Jones tried his best to mask sombre emotions, following his team’s tournament-opening 6-0 defeat to Olympic champions Canada on Tuesday night. But positive results in their final two preliminary Group B matches can still see the Women Warriors into at least an inter-continental playoff in New Zealand next February, for a chance to capture a berth in the 2023 Women’s World Cup.

“We dust ourselves off,” stated Jones at Tuesday’s post-match conference. “We have two more games to go and (we) definitely try to turn our minds on to the next two games.”

Canada ultimately proved too tough a test for T&T. Twice CONCACAF champions (1998 and 2010) and runners-up five times (1991, ‘94, 2002, ‘06 and ‘18) behind the USA, the Canadian women have won all nine meetings with T&T, outscoring the Caribbean team 40-1. Canada also won 6-0 the last time they met, at the 2016 CONCACAF Women’s Olympic Qualifying Championship in Houston.

Jones acknowledged there was no cohesion between his hard-working traditional defenders and the midfield which was too open both on the flanks and down the middle.

“We needed to be closer to Canada in the middle of the park and we paid a price for it,” Jones assessed.

“We were a little bit sluggish in trying to get out the box (penalty area) and kind of keeping our units a little bit tighter.
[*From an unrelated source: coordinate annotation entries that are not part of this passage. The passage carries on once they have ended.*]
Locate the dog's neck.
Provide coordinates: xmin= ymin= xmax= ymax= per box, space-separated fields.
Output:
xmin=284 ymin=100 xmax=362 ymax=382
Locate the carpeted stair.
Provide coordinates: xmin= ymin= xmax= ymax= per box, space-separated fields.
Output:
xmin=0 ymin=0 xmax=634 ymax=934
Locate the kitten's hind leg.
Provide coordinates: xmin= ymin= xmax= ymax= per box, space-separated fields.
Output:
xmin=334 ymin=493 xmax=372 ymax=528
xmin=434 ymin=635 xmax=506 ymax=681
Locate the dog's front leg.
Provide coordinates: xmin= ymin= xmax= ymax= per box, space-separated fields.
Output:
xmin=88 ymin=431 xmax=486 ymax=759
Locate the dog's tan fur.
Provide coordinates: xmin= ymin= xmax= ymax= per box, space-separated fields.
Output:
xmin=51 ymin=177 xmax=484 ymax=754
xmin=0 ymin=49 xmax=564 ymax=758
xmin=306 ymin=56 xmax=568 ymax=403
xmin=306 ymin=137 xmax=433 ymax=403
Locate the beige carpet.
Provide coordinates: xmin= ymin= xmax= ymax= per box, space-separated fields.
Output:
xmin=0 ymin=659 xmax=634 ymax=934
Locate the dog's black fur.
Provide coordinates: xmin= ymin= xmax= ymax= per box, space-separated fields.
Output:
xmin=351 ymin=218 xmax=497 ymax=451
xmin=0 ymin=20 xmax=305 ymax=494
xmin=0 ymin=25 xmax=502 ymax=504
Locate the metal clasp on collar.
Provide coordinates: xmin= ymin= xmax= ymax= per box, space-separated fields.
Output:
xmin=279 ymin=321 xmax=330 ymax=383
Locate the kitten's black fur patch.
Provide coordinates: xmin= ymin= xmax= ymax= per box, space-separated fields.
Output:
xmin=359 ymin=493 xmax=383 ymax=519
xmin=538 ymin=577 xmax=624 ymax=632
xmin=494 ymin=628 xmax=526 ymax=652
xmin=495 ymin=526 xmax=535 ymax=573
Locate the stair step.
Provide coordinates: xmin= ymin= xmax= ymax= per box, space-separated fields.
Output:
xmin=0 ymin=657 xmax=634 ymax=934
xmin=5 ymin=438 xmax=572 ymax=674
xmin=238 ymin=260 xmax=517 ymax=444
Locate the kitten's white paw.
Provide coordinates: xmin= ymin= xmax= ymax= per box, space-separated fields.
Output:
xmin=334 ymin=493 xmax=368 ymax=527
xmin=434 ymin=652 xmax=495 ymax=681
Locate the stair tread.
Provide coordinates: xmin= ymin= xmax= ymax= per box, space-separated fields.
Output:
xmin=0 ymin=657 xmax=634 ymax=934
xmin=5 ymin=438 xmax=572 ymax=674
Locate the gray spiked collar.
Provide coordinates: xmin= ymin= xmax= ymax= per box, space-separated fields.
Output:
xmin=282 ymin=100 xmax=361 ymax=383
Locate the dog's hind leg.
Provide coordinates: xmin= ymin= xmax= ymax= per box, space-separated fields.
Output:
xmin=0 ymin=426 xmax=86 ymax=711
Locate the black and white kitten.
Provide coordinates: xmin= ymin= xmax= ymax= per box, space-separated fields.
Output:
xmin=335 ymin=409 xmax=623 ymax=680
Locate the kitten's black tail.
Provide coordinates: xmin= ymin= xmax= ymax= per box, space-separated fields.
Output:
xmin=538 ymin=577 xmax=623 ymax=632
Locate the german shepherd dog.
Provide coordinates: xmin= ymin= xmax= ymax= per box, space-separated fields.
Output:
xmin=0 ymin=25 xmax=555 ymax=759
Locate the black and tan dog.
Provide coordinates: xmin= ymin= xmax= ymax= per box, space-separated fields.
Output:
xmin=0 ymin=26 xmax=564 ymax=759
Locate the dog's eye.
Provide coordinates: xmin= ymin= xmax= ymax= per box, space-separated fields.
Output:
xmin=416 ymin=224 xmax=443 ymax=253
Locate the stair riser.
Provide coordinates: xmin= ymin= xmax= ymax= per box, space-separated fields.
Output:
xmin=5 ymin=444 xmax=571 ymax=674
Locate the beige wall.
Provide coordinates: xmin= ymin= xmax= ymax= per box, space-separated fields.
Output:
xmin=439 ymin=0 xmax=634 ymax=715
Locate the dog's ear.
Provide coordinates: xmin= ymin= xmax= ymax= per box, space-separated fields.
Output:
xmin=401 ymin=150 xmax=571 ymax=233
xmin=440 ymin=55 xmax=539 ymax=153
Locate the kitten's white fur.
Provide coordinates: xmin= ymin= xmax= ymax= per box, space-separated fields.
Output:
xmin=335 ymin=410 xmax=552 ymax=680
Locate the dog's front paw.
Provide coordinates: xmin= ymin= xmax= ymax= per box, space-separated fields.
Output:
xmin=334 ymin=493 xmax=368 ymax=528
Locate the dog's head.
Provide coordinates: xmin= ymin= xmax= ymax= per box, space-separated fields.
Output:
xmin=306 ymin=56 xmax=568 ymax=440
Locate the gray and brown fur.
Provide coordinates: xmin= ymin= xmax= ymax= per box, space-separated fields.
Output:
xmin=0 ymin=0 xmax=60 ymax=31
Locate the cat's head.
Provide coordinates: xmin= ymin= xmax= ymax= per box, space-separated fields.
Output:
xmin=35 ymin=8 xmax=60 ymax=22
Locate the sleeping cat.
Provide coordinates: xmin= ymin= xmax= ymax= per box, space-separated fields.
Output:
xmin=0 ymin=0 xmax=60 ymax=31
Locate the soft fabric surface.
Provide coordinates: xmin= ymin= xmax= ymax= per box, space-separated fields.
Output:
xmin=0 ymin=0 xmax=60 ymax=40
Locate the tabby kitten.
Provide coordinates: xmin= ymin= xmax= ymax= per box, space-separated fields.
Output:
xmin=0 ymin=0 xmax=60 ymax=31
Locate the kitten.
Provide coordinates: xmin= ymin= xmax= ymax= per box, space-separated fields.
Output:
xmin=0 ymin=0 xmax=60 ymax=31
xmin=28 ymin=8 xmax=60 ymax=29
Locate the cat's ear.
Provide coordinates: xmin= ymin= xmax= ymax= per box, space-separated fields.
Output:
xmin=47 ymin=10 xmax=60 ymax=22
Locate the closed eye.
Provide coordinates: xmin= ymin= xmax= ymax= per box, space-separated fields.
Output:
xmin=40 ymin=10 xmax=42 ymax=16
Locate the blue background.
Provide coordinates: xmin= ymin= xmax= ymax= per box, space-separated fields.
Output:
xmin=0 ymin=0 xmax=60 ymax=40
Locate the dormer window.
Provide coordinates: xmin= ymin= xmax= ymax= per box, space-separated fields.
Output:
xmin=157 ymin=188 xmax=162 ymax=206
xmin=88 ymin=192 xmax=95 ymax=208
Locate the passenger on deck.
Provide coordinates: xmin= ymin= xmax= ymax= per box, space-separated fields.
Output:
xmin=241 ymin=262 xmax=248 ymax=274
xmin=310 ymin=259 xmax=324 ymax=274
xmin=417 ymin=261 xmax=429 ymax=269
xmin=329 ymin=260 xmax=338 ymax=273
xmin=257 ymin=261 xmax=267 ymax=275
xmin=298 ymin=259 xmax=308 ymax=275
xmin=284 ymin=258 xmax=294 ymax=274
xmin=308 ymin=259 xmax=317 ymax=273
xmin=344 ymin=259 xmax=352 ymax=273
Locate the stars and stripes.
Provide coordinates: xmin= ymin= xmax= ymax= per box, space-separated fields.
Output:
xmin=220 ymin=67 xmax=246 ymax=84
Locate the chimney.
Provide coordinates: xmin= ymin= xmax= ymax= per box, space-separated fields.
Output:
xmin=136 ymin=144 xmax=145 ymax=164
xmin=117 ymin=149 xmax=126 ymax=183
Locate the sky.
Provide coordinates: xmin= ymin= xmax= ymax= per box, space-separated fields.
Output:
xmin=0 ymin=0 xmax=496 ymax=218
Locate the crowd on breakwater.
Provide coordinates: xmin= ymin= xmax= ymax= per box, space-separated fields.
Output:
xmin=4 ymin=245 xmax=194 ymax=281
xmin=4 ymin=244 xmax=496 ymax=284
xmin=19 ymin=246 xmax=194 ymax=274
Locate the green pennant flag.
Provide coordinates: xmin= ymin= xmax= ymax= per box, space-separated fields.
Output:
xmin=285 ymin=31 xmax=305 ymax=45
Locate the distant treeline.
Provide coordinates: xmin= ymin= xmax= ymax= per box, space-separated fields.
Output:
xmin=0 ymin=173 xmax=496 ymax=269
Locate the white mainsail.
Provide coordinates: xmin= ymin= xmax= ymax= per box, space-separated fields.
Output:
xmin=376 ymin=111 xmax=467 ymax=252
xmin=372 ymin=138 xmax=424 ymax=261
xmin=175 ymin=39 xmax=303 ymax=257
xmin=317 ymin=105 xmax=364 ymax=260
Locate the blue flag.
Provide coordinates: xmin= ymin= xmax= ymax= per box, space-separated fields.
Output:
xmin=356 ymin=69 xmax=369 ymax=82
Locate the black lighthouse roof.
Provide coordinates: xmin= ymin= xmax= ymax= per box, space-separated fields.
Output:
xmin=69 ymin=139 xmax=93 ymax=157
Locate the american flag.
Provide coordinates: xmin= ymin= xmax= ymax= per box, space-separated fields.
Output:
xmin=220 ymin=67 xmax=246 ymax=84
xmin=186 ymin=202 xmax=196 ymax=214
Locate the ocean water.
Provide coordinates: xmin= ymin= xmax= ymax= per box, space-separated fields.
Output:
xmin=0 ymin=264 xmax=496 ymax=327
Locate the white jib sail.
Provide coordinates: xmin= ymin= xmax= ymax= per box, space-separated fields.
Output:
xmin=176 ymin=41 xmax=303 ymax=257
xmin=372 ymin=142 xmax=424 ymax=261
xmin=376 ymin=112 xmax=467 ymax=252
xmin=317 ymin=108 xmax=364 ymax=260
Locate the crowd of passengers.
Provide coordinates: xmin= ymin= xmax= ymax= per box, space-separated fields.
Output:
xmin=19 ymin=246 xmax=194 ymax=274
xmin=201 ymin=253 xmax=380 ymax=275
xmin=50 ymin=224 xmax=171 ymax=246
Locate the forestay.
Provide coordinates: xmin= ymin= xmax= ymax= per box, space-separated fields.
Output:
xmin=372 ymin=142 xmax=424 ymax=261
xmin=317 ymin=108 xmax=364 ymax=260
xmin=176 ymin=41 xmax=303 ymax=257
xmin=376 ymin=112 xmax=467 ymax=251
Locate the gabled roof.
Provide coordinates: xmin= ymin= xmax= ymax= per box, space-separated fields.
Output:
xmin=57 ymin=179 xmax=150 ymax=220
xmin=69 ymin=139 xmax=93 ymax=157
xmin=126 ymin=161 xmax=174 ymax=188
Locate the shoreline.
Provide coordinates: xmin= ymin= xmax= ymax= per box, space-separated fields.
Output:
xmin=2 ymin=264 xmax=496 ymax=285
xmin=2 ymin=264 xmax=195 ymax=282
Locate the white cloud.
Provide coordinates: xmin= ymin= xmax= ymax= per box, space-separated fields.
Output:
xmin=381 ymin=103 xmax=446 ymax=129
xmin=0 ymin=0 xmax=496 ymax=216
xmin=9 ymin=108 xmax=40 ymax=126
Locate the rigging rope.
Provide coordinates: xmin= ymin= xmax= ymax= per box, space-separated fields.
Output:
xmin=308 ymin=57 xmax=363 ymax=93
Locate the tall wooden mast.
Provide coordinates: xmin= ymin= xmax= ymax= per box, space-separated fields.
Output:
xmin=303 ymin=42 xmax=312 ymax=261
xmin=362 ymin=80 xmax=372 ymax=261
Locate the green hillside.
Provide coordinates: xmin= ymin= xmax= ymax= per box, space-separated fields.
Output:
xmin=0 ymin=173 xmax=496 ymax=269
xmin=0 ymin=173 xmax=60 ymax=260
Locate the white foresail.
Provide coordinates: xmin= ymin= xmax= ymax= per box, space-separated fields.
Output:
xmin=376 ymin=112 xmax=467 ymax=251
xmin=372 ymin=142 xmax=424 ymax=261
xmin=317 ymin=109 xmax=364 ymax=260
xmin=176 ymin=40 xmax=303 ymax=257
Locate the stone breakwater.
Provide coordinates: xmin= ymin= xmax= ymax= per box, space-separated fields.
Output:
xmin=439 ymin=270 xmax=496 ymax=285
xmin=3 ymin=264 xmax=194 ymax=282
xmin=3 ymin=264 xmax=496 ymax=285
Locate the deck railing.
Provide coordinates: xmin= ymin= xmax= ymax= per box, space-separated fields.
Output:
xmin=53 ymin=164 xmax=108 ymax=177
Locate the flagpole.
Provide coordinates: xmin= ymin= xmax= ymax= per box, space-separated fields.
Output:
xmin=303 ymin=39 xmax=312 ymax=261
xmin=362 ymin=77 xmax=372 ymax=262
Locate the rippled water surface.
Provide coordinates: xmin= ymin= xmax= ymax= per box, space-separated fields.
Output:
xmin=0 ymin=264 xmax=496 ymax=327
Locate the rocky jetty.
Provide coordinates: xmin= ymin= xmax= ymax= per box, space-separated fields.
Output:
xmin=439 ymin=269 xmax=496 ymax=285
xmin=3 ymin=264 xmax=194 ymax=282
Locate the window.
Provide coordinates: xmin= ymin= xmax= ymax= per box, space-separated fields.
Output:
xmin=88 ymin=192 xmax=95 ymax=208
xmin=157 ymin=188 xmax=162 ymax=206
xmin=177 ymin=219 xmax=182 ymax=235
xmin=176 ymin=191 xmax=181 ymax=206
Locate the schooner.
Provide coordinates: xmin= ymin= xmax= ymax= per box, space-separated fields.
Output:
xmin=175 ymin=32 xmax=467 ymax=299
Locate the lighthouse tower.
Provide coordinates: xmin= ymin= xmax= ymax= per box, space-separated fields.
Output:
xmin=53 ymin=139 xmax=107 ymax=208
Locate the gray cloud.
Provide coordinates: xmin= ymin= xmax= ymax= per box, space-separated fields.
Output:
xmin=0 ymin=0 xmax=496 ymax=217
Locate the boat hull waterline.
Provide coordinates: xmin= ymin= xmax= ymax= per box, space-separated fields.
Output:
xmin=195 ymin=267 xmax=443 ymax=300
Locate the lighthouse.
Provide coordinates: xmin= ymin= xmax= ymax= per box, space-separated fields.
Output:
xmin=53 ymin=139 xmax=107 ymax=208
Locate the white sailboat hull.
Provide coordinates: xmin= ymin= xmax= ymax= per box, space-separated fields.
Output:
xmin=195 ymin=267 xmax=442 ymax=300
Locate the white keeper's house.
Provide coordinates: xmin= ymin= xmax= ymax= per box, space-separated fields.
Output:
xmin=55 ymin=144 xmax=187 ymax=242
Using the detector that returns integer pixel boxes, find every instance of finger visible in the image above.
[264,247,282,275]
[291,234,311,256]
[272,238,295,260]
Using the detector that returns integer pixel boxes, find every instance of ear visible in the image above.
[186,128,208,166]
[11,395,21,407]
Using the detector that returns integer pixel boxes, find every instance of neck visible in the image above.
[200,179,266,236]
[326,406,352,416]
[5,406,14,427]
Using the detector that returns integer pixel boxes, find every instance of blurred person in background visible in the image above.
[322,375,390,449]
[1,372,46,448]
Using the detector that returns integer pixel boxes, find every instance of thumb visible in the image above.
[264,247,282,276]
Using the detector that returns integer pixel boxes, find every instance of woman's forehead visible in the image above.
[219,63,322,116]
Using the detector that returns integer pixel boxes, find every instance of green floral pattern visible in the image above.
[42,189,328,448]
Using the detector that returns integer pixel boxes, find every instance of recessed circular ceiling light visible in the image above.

Again, I think it was down to bravery, a little bit... and we needed a little bit more of that (bravery),” Jones stated.

He also felt there was a lack of belief and hesitancy by his team to play forward, even in the brief moments when they had the chance to do so. “If we were able to do that and when we recovered the ball, play a bit, I think the game might have been a little bit tighter than it was,” noted Jones. He added: “But unfortunately enough, the belief of the team kind of went and we kind of got stuck, waiting (at the top) of the 18-yard box -- which was not a good thing.”

Canadian coach Beverly Priestman acknowledged the first half defensive effort made by Trinidad and Tobago and said that the reward came following a quadruple substitution early in the second half when she withdrew both attackers, including veteran superstar Christine Sinclair.

While T&T faded, Priestman felt her new recruits would bring energy to Canada and that the goal would eventually come. “Teams are showing us respect and defending incredibly well and that’s a great test for us, said the Englishwoman. “The group that started earned us the right in the second half to get the goals. We knew that would be the case and hence why I was front-footed on the substitutions,” added Priestman.